Article Extractor
RSS Guard ships a standalone helper named rssguard-article-extractor. It is used internally by the Fetch full articles feature and by the article-filtering function msg.fetchFullContents(...), but advanced users can also call it directly from scripts or other tools.
The extractor takes a web page, finds the main readable article content, and writes that cleaned-up article to standard output. It can either download the page from a URL or process HTML that you already have.
Where to Find It
The extractor is installed next to the main RSS Guard executable.
Typical names:
Windows:
rssguard-article-extractor.exeLinux/macOS:
rssguard-article-extractor
Basic Usage
rssguard-article-extractor [options] <url>
The URL is required. If you do not pass HTML through standard input, the extractor downloads this URL. If you do pass HTML through standard input, the URL is still used as the article’s base address.
Options
Option |
Description |
|---|---|
|
Output plain text instead of HTML. |
|
Embed remote images as |
Without -t, the extractor writes extracted HTML.
Optional JSON Input
You can pass extra settings as JSON through standard input. If you do not pass JSON, the extractor uses its defaults.
{
"headers": {
"User-Agent": "Custom user agent",
"Accept-Language": "en-US"
},
"html": "<!doctype html><html>...</html>",
"proxy": {
"type": "http",
"address": "127.0.0.1:8080",
"username": "optional-user",
"password": "optional-password"
}
}
All fields are optional.
headers
Use headers when a site needs a specific user agent, language, cookie, authorization header, or another HTTP header.

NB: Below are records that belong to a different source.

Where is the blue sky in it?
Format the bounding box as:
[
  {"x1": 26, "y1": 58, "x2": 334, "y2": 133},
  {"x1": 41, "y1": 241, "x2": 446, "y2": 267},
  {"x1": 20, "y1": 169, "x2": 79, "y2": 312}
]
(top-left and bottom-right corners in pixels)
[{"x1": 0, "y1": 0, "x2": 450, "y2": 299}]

If User-Agent is not provided, RSS Guard’s extractor uses its built-in default browser-like user agent.
html
Use html when you already have the page contents. When html is non-empty, the extractor does not download the URL. It cleans up the supplied HTML instead.
This is useful when you already have article HTML, for example from an RSS item, a browser cache, or an article filter.
proxy
Use proxy when page downloads or image downloads should go through a proxy.
Supported proxy types:
httpsocks5
address must contain host and port, for example 127.0.0.1:8080.
Examples
Extract HTML From a URL
rssguard-article-extractor "https://example.com/article"
Extract Plain Text
rssguard-article-extractor -t "https://example.com/article"
Extract HTML and Embed Images
rssguard-article-extractor -b "https://example.com/article"
Pass Custom Headers
printf '{"headers":{"User-Agent":"RSS Guard script","Accept-Language":"en-US"}}' \
| rssguard-article-extractor "https://example.com/article"
PowerShell:
'{"headers":{"User-Agent":"RSS Guard script","Accept-Language":"en-US"}}' |
rssguard-article-extractor "https://example.com/article"
Use Existing HTML Instead of Downloading the URL
printf '{"html":"<!doctype html><html><body><article><h1>Hello</h1><p>Body.</p></article></body></html>"}' \
| rssguard-article-extractor "https://example.com/article"
PowerShell:
'{"html":"<!doctype html><html><body><article><h1>Hello</h1><p>Body.</p></article></body></html>"}' |
rssguard-article-extractor "https://example.com/article"
Use an HTTP Proxy
printf '{"proxy":{"type":"http","address":"127.0.0.1:8080"}}' \
| rssguard-article-extractor "https://example.com/article"
Use a SOCKS5 Proxy With Authentication
printf '{"proxy":{"type":"socks5","address":"127.0.0.1:1080","username":"user","password":"pass"}}' \
| rssguard-article-extractor "https://example.com/article"
Errors
If extraction succeeds, the cleaned article is written to standard output.
If extraction fails, an error is written to standard error. Common causes are an invalid URL, a network failure, an invalid proxy, or a page that cannot be parsed.
When -b is used, individual image download failures are not fatal. If an image cannot be downloaded, its original src value is left unchanged.
Calling From Article Filters
Article filters can call the extractor directly with fs.runExecutableGetOutput(...). This can be useful when you want readability cleanup for HTML that is already present in msg.contents.
function filterMessage() {
if (!msg.url || !msg.contents) {
return Msg.Accept;
}
const extractor =
"C:\\Path\\To\\rssguard-article-extractor.exe";
const config = JSON.stringify({
html: msg.contents
});
const extracted = fs.runExecutableGetOutput(
extractor,
[msg.url],
config
);
if (extracted && extracted.trim()) {
msg.contents = extracted.trim();
}
return Msg.Accept;
}
For plain-text output, pass -t before the URL:
const extracted = fs.runExecutableGetOutput(
extractor,
["-t", msg.url],
config
);
For most ordinary filters, prefer msg.fetchFullContents(...) because it uses RSS Guard’s configured extractor path and feed settings automatically. Call the extractor manually when you need direct control over arguments or want to pass a custom html string.